Hydrolytic assays were carried out by incubating mixed solutions of each A. oryzae transformant (20 μL), 4% (w/v) reagent cellulose (100 μL; Avicel PH-101 from Sigma or microcrystalline cellulose from Merck, cat. no. 102331) or pretreated corn stover, and 0.2 M acetate buffer (pH 5.5; 60 μL) at 50 °C for 1 h. Controls were prepared in the same way, but without substrate solids. Hydrolysis experiments were performed in duplicate. Aliquots after incubation were centrifuged (5,000 × g), and the supernatants were assayed for cellobiose by HPLC using an HPX87 P column (Bio-rad) and RI detector (Waters)55. Areas were calculated for the retention time range 7.8–8.5 min. Differences ascribed to the action of the target enzyme were obtained by subtracting the results without substrates from those with substrates (Supplementary Fig. S9). Hydrolysis activity toward Avicel was evaluated by colourimetry using dinitrosalicylic acid (DNS)56,57. DNS solution was prepared from two solutions, KNaC4H4O6·4H2O (Rochelle salt; 300 g) in 2 M NaOH aqueous solution (200 mL) and DNS (10 g) in purified water (400 mL; Milli-Q), which were mixed and diluted with purified water to a final volume of 1 L. To assay the reducing sugar concentration, we added the same amount of DNS solution to aliquots from reaction mixtures before and after incubation, heated these solutions at 100 °C for 5 min, and then measured their absorbance at 540 nm. We obtained the differences ascribed to the action of the target enzyme by subtracting the results without substrates from those with substrates. Hydrolysis activities toward CMC and pNPG were assayed according to the protocols of Kansarn58, except that DNS colourimetry was employed to evaluate CMC saccharification. CMC (cat. no. C5678) and pNPG (N1627) reagents were purchased from Sigma.

Homology modelling

The primary sequence of the catalytic domain of TcCel7A was modified by trimming the N-terminal signal peptide (1–25 aa) and the C-terminus (461–529 aa) for modelling (Supplementary Fig. S1).

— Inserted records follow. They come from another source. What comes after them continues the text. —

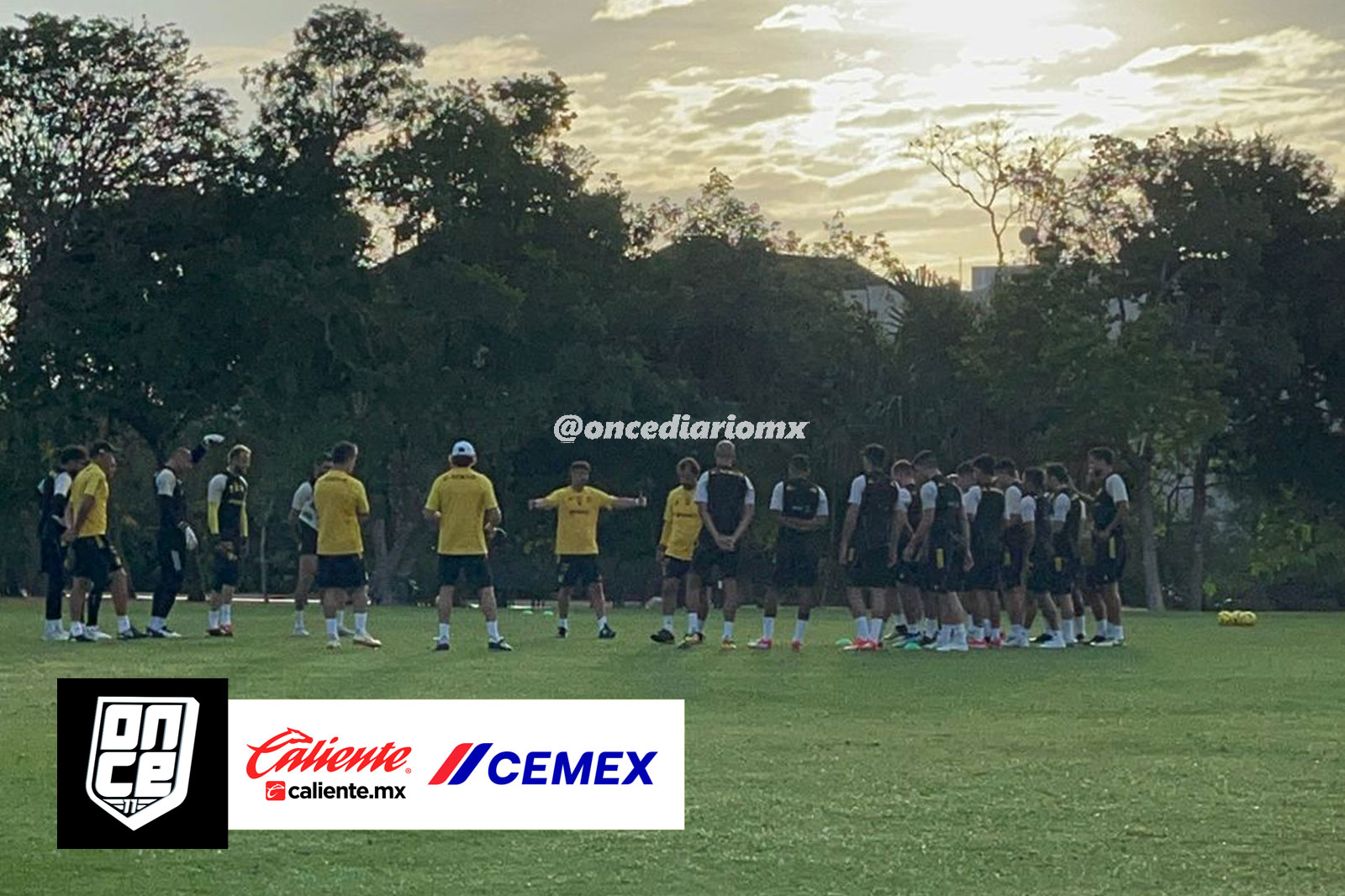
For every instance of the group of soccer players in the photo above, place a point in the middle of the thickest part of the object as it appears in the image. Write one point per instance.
(943, 556)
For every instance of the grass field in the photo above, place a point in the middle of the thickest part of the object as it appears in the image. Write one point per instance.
(1195, 761)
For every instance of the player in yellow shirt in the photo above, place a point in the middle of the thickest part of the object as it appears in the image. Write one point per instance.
(462, 505)
(578, 508)
(342, 506)
(98, 562)
(677, 546)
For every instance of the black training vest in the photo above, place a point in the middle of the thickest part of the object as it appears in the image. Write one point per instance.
(802, 499)
(878, 503)
(725, 497)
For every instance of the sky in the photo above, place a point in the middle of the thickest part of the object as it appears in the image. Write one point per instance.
(810, 107)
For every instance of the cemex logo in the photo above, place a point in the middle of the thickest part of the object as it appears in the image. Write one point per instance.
(545, 767)
(141, 755)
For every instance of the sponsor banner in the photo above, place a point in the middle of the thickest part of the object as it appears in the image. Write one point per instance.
(456, 764)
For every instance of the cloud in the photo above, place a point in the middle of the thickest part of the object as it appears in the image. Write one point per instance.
(483, 58)
(1204, 62)
(751, 105)
(623, 10)
(804, 18)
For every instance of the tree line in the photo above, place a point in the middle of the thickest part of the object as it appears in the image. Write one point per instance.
(400, 262)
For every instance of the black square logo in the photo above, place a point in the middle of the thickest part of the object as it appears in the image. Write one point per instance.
(141, 763)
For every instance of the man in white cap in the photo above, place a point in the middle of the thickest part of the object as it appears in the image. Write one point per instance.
(462, 503)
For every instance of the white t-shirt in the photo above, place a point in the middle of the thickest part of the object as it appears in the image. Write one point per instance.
(166, 482)
(303, 502)
(703, 494)
(778, 499)
(1060, 509)
(972, 501)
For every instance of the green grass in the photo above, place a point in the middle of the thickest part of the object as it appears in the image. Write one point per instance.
(1196, 761)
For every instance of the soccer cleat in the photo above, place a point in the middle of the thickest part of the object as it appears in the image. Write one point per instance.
(690, 640)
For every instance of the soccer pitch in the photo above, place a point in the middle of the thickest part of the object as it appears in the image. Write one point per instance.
(1195, 761)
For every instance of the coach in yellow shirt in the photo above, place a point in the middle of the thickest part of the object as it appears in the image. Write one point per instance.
(578, 508)
(96, 562)
(677, 542)
(462, 505)
(342, 506)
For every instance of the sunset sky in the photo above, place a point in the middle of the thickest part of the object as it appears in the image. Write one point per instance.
(810, 107)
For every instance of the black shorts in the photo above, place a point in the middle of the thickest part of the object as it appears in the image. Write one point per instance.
(475, 571)
(1109, 561)
(676, 568)
(578, 571)
(53, 557)
(708, 557)
(1062, 573)
(340, 572)
(96, 560)
(795, 568)
(1012, 564)
(942, 569)
(228, 564)
(869, 568)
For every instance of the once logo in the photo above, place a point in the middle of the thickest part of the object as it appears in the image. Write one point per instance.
(140, 756)
(304, 755)
(545, 767)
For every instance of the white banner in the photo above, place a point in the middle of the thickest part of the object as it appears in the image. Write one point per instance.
(456, 764)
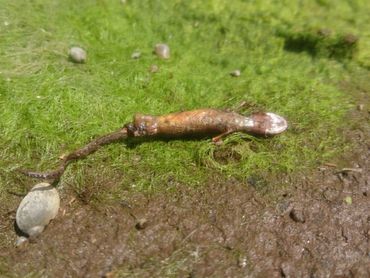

A structural model for the catalytic domain was then built using TrCel7A (PDB:8CEL20) as a template using the Discovery Studio 4.0 (Accelrys) software package. During energy minimisation to refine the positions of all heavy atoms in the protein, the structure of the substrate glycan in the template TrCel7A was employed and fixed. The N62A mutant was created by replacing the asparagine residue with alanine in silico. Protonation states at pH 7.0 were determined using the PDB2PQR server59, and nine disulfide bonds were assigned according to the template molecules. RMSD between the homology model and other GH7 structures were calculated using the RMSD Calculator plugin in VMD60.

MD simulation

To simulate initial threading of the cellulose substrate for WT and the N62A and N222A mutants of TcCel7A, the reducing end glucose (head) of the cellulose strand (cellononaose) was initially positioned at subsite −5, and other parts were created automatically (“threading” case). The systems were fully solvated with explicit solvent, and 18 Na+ counterions were added to obtain electrostatic neutrality. All simulations were performed using AMBER14 MD software61. We employed the AMBER ff03 force field for proteins, the GLYCAM 06 force field for the cellulose strand, and the TIP3P model for water molecules. The systems were energetically minimised for the 300 steepest descent steps and equilibrated for 1 ns, with gradually reducing restraints. Finally, two 160-ns production runs were performed with different initial velocities for each system using a protocol similar to that described by Nakamura et al.32. Trajectory analysis was conducted using the AMBER module cpptraj and snapshot structures were visualised with VMD. An additional MD simulation was conducted for WT, in which a cellulose substrate (cellononaose) was situated to occupy all subsites (from −7 to + 2) initially (“occupied” case). Force fields and protocols were the same as described above, and the production run was performed for 25 ns. Binding free energies between TcCel7A and the glucosyl units positioned at each subsite were calculated using the MM/GBSA method62, which was integrated in the AMBER14 software.